Despite that joke, an undated cover sheet for the folder containing some of Kerr's correspondence with Houghton Mifflin includes Kerr's comments that he strongly believed Fairbank was involved in the company's decision to sell the copyright to Da Capo. He writes, "I have no documentary proof that Fairbank had a hand in the HMCO decision, but friends close to the Boston-Harvard connection tend to agree with this interpretation. Hence I withdrew FORMOSA BETRAYED fro[m] HMCO and recovered the copyright."

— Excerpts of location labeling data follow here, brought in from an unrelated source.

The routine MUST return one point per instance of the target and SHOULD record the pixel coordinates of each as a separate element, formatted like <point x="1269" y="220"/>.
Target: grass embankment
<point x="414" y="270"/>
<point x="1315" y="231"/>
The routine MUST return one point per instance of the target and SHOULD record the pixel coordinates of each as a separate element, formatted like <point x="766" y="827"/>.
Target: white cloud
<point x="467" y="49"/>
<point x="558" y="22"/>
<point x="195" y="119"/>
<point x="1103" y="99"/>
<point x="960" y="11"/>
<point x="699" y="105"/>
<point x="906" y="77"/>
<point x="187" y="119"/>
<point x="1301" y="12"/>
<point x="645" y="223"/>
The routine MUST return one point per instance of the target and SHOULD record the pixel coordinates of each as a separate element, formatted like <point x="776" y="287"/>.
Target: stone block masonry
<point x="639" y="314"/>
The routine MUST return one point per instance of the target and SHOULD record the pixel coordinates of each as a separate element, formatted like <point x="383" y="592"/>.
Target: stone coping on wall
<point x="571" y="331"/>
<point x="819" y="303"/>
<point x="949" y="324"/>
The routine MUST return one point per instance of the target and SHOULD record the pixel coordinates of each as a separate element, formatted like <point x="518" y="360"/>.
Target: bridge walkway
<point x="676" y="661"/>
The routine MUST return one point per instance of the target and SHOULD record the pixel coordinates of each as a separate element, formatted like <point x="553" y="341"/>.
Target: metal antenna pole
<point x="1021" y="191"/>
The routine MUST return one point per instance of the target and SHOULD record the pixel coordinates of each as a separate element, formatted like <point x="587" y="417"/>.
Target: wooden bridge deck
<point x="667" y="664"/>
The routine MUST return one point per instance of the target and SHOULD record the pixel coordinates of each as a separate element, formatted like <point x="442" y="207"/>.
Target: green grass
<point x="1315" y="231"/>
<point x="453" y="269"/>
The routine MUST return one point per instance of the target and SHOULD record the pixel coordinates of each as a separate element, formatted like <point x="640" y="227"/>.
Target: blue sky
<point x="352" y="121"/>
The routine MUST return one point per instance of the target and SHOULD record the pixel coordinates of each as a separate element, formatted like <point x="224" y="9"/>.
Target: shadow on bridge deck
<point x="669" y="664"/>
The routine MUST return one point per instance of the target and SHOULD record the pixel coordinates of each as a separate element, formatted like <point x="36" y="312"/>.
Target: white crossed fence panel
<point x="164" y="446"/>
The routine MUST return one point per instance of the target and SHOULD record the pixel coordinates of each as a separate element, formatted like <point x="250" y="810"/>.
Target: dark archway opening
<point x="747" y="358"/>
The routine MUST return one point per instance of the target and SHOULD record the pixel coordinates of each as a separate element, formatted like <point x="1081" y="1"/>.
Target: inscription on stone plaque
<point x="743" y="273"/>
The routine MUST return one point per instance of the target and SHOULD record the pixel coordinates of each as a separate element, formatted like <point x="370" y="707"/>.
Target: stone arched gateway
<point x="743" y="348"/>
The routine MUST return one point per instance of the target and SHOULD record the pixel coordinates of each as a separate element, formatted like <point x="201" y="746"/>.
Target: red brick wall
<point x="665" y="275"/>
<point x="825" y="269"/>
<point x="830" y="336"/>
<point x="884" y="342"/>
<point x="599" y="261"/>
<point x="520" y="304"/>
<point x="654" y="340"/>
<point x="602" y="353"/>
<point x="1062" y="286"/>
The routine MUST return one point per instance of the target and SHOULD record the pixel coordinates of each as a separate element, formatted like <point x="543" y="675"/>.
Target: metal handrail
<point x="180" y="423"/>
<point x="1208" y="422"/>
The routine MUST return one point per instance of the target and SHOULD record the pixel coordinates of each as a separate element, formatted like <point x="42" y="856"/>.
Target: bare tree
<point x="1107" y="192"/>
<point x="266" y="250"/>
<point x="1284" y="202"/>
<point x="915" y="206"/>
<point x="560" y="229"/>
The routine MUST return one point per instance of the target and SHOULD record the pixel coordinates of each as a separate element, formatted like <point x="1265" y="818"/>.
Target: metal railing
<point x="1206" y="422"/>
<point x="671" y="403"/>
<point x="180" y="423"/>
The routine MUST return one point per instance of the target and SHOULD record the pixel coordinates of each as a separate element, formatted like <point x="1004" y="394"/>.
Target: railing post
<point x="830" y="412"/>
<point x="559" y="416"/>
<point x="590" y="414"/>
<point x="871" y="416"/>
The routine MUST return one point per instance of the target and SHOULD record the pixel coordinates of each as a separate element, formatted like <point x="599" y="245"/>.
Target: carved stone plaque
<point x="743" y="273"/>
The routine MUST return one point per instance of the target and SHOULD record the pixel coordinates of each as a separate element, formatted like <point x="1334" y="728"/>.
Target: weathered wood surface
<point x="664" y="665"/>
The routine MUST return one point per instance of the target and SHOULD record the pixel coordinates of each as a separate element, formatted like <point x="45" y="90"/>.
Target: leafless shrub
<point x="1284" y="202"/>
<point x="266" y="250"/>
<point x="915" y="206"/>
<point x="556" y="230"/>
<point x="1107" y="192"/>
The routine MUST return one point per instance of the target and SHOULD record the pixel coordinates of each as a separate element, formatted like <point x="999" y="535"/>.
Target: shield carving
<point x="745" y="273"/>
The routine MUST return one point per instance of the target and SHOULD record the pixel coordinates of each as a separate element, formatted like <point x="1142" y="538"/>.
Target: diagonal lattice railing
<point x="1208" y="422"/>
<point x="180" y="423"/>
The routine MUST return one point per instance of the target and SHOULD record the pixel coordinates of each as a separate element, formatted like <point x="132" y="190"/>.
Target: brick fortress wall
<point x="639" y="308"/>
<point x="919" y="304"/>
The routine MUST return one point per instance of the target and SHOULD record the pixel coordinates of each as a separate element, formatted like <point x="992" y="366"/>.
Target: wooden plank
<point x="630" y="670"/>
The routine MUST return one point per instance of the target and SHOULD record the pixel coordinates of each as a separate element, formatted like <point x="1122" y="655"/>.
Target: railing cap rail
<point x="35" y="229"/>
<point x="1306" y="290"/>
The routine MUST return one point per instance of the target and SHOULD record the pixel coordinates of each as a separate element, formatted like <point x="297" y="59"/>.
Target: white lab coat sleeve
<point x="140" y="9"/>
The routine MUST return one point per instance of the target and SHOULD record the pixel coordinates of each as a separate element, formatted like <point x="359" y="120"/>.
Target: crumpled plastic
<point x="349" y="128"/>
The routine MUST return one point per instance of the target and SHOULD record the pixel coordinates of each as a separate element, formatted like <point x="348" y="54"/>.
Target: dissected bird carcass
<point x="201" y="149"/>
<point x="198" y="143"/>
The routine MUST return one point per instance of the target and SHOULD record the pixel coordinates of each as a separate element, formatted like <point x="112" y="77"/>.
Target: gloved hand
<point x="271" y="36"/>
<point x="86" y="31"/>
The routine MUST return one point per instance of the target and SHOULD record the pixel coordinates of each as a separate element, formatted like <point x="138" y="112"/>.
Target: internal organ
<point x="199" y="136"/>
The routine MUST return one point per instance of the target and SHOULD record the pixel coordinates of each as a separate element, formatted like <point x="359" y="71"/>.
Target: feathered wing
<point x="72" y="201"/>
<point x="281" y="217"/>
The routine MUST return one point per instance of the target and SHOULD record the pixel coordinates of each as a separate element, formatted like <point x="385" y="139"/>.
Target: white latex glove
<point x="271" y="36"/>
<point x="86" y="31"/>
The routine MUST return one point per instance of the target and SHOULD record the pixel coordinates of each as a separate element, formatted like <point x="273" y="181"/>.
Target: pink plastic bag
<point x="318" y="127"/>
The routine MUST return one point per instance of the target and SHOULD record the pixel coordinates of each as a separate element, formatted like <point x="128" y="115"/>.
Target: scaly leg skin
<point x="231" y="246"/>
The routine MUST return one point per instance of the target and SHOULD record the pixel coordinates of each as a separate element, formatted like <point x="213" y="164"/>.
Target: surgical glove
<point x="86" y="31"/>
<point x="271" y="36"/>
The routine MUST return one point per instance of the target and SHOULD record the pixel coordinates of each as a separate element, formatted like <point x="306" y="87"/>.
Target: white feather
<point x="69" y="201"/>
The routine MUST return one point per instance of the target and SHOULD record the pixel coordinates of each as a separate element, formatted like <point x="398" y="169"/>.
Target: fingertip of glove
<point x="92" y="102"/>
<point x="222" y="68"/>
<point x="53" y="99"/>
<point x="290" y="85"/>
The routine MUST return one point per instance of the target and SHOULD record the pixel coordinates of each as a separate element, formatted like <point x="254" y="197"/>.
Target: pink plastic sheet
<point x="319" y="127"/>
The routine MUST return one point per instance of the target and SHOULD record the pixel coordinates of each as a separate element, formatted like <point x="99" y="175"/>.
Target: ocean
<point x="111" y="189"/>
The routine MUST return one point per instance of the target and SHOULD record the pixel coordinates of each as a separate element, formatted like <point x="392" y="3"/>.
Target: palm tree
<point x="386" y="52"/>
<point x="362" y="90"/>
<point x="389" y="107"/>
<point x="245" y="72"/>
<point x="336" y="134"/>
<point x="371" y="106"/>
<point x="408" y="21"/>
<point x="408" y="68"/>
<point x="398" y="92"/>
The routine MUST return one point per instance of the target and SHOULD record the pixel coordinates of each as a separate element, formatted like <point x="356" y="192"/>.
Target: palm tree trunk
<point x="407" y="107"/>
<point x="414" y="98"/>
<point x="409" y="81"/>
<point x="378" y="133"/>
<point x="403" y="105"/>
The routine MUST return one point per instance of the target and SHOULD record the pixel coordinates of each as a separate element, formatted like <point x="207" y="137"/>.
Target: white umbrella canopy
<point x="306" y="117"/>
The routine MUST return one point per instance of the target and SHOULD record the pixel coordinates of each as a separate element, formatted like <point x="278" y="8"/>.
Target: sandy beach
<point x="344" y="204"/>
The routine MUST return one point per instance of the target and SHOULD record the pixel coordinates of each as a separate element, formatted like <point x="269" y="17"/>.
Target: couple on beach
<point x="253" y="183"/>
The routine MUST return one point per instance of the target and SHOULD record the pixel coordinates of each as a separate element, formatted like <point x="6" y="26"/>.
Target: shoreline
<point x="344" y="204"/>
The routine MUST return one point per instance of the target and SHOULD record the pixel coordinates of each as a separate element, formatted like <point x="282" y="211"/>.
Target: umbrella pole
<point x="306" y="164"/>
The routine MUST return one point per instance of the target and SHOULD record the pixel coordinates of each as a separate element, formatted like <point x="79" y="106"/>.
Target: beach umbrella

I did find one letter to Kerr from March 1970 that asked about Kerr's opinion regarding a rumor that the copyright to Formosa Betrayed had been bought by "Madwoman Chiang" (in the letter-writer's words), but I couldn't find Kerr's response to this letter. (Because of Japanese copyright law, some of the Kerr collection at the archives, including quite a bit of correspondence, is closed to researchers until fifty years after Kerr's death. Guess I'd better keep taking my vitamins...) But judging from Kerr's comments on the cover sheet (quoted above) and from his comments in a draft of a 1987(?) letter to Seng-bi Shaw (which Jenkins cites), Kerr was convinced that Fairbank had a hand in HM's deal with Da Capo Press because the pro-PRC Fairbank, according to Kerr, wanted Americans to view Taiwan as "merely another province of China, though by chance surrounded by water."